Road Haulage Training Outfit Gives Sensible Safety Advice to Cyclists and HGV Freight Drivers

Every Trucker and Cyclist Should Watch This Common Sense Video
Shipping News Feature

UK – A lot has been made lately regarding the adoption and enforcement of safety measures appertaining to the relationship between cyclists and HGV truck drivers, much of it spawned unfortunately as a result of some truly horrific incidents. London tends to be the main focus for initiatives such as Transport for London’s (TfL) Cycle Safety Action Plan and the Metropolitan Police, Greater London Authority (GLA) and Crossrail Operation Safeway and Exchanging Places initiatives. The problems associated with freight delivery vehicles and two wheelers sharing roads, particularly in urban areas, know no borders however.

Now Bradford headquartered Freight Train, the driver training services and transport consultancy offshoot of road haulage operator Freightlink Europe, has taken steps to educate both parties in what unfortunately is often viewed as a two sided argument rather than a problem which can be drastically reduced by a little cooperation and understanding from all concerned.

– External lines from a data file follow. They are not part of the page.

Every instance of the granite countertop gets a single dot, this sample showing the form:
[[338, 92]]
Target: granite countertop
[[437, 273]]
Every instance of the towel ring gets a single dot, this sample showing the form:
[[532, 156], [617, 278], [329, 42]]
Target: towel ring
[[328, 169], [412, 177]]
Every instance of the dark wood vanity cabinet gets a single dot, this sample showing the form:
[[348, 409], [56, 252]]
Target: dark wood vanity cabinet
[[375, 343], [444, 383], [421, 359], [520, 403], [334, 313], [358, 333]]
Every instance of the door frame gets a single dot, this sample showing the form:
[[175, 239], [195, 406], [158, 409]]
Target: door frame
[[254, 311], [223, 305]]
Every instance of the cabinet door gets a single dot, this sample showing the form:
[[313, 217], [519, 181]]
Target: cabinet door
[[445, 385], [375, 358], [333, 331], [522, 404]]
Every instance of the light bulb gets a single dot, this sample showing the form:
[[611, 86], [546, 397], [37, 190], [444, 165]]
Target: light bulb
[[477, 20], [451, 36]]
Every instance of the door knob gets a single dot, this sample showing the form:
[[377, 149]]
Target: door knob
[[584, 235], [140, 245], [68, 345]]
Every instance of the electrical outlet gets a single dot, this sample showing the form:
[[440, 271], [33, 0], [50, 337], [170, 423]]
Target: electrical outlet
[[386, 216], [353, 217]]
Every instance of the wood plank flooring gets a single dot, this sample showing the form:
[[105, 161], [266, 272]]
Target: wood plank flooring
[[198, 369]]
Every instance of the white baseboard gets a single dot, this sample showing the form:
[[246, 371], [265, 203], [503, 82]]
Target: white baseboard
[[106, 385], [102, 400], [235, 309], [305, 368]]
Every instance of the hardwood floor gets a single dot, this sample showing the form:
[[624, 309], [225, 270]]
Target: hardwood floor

The initiative is driven by Road Haulage Association (RHA) board member Lesley O’Brien who runs both the West Yorkshire outfits and the guidance comes in the form of a video and an online leaflet, each ideal as educational tools, and which seek to raise awareness of the circumstances that sometimes lead to incidents between cyclists and trucks. The guidance also suggests that haulage operators put in place a vulnerable road users policy to help drivers and other staff understand how road safety can be promoted, something which is now viewed by many as absolutely essential for any sizeable trucking group.

As one would expect from a Yorkshire lass, Lesley’s commentary on the video makes absolute common sense and she does not pontificate or take either side, whilst her script and tones fit the message perfectly as she and others go over what should be obvious points, yet any one of which, if neglected, could cost one life and ruin another.